You can read more about the comparison with the Cake pattern in the GettingStarted document.
Dependency Injection itself can be done without any tool, framework or container support. You only need to remove news from your code and move them to constructors. The one tedious part that remains is wiring the objects at "the end of the world", where containers help a lot.
Though with Scala's 2.10 macros, you can generate the wiring code at compile-time and have auto-wiring and type-safety.
See the Dependency Injection in Scala Guide
A recent project illustrates a DI based purely on constructor injection: zalando/grafter
What's wrong with constructor injection again?
There are many libraries or approaches for doing dependency injection in Scala. Grafter goes back to the fundamentals of dependency injection by just using constructor injection: no reflection, no xml, no annotations, no inheritance or self-types.

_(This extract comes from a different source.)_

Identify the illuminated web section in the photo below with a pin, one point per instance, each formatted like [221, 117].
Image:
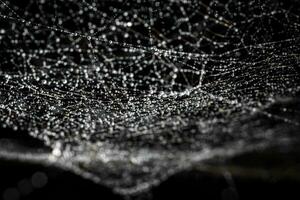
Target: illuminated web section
[129, 92]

Then, Grafter add to constructor injection just the necessary support to:
instantiate a component-based application from a configuration
fine-tune the wiring (create singletons)
test the application by replacing components
start / stop the application
Grafter is targeting every possible application because it focuses on associating just 3 ideas:
case classes and interfaces for components
Reader instances and shapeless for the configuration
tree rewriting and kiama for everything else!
I haven't done so myself, but most DI frameworks work at the bytecode level (AFAIK), so it should be possible to use them with any JVM language.
Previous posts covered the techniques. I wanted to add a link to Martin Odersky's May 2014 talk on the Scala language objectives. He identifies languages that "require" a DI container to inject dependencies as poorly implemented. I agree with this personally, but it is only an opinion. It does seem to indicate that including a DI dependency in your Scala project is non-idiomatic, but again this is opinion. Practically speaking, even with a language designed to inject dependencies natively, there is a certain amount of consistency gained by using a container. It is worth considering both points of view for your purposes.
https://youtu.be/ecekSCX3B4Q?t=1154
I would suggest you to try distage (disclaimer: I'm the author).
It allows you to do much more than a typical DI does and has many unique traits:
distage supports multiple configurations (e.g. you may run your app
with different sets of component implementations),
distage allows you to correctly share dependencies across your tests
and easily run same tests for different implementations of your
components,
distage supports roles so you may run multiple services within the same process sharing dependencies between them,
distage does not depend on scala-reflect
(but supports all the necessary features of Scala typesystem, like
higher-kinded types).
You may also watch our talk at Functional Scala 2019 where we've discussed and demonstrated some important capabiliteis of distage.
I have shown how I created a very simple functional DI container in scala using 2.10 here.
In addition to the answer of Dan Story, I blogged about a DI variant that also uses language constructs only but is not mentioned in Jonas's post: Value Injection on Traits (linking to web.archive.org now).
This pattern is working very well for me.